Apakah hidup kita bersifat abadi? Semua pertanyaan ini disebut mendasar, karena
menyentuh hal-hal yang hakiki tentang manusia. Jawaban atas pertanyaan-pertanyaan mendasar
dicari dengan permenungan yang mendalam. Permenungan itu dilakukan dengan
berbagai tahapan, yakni menyadari adanya masalah, meragukan dan menguji secara
rasional anggapan-anggapan yang terkait dengan pertanyaan, memeriksa, dan
mempertimbangkan penyelesaian-penyelesaian yang telah diajukan mengenai
masalah, menarik hipotesa, menguji konsekuensi-konsekuensi dari hipotesa,
akhirnya menarik kesimpulan yang secara rasional dapat dipertanggungjawabkan.
Oleh karena itu benar juga bahwa manusia disebut homo viator, seorang peziarah/musafir. Hidupnya dipenuhi dengan
sejumlah pertanyaan. Makin banyak manusia tahu, makin banyak pertanyaan timbul.
Manusia ingin tahu tentang asal
dan tujuan, tentang diri sendiri, tentang nasibnya, tentang kebebasannya dan
kemungkinan-kemungkinannya. Sikap ini sudah menghasilkan pengetahuan yang
sangat luas, yang secara metodis dan sistematis dibagi atas banyak jenis ilmu.
Namun, dengan kemajuan ilmu pengetahuan, sejumlah pertanyaan manusia masih
tetap terbuka dan sama aktualnya seperti pada ribuan tahun yang lalu, seperti
diungkapkan dalam sajak yang kuno ini:
Aku datang – entah dari mana,
aku ini – entah siapa,
aku pergi – entah ke mana,
aku akan mati – entah kapan,
aku heran bahwa aku bergembira …
Pertanyaan-pertanyaan tentang asal dan tujuan, tentang hidup dan
kematian, tentang hakikat manusia tidak terjawab oleh ilmu pengetahuan.

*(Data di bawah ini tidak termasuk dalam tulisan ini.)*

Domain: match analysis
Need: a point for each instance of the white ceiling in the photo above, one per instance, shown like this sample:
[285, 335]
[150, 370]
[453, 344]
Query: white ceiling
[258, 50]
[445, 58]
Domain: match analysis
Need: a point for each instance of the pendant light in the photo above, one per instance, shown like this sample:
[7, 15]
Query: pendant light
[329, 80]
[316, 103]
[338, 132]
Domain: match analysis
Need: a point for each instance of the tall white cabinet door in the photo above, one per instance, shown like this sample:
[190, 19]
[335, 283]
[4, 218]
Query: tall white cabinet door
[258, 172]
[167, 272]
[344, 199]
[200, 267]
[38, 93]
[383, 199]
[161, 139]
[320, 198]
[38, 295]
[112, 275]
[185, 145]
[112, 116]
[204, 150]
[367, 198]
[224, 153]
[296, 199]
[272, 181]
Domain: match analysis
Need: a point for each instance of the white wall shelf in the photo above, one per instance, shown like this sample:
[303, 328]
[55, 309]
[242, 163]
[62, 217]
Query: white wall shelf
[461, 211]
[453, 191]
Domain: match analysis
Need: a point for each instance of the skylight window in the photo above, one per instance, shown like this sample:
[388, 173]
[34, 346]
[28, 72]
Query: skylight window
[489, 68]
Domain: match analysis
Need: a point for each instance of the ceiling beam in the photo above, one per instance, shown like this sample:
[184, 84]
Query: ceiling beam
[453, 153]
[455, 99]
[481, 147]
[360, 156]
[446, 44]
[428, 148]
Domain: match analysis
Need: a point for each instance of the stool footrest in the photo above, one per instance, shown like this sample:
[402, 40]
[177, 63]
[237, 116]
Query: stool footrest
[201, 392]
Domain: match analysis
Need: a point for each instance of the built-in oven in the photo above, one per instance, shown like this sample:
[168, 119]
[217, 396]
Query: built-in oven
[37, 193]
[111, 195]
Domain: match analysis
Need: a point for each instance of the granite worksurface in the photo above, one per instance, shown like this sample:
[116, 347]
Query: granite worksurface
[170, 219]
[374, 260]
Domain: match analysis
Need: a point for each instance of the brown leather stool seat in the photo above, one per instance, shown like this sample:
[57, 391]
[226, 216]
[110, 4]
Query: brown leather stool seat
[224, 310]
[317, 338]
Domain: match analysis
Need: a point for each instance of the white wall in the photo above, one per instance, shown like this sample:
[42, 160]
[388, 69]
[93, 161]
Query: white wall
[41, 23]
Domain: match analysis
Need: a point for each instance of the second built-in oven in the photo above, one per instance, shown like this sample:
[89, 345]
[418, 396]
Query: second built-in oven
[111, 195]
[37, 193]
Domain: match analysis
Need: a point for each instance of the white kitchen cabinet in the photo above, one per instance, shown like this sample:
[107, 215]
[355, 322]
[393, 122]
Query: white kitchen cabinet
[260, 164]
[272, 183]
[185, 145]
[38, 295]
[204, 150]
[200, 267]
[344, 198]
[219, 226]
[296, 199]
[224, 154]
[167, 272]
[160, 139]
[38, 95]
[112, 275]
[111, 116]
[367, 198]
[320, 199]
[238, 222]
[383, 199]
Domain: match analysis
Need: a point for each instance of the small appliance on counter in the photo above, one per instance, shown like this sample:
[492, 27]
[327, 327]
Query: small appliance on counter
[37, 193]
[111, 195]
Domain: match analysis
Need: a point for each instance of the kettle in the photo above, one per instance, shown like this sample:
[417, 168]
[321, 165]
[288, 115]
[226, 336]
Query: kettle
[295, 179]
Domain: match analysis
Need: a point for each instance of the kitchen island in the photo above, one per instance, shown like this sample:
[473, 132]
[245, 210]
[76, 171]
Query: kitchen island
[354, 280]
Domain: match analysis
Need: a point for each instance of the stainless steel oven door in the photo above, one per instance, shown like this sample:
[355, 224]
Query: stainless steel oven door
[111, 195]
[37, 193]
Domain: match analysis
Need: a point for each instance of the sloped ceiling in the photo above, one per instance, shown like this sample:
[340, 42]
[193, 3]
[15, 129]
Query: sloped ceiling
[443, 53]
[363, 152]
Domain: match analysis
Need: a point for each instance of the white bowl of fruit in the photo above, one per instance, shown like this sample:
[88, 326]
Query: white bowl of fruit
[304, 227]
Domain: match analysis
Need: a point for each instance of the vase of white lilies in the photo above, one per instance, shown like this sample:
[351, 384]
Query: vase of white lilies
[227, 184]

Pertanyaan-pertanyaan ini mungkin juga tidak pernah akan terjawab oleh
filsafat. Filsafat dapat menjawab kebanyakan, tetapi tidak semua, dari
pertanyaan-pertanyaan itu. Namun, filsafat adalah tempat di mana
pertanyaan-pertanyaan ini dikumpulkan, diterangkan, dan diteruskan. Filsafat
adalah suatu ilmu tanpa batas. Filsafat tidak menyelidiki salah satu segi dari
kenyataan saja, melainkan apa-apa saja yang menarik perhatian manusia. Di
universitas-universitas, fakultas filsafat sering disebut “fakultas sentral”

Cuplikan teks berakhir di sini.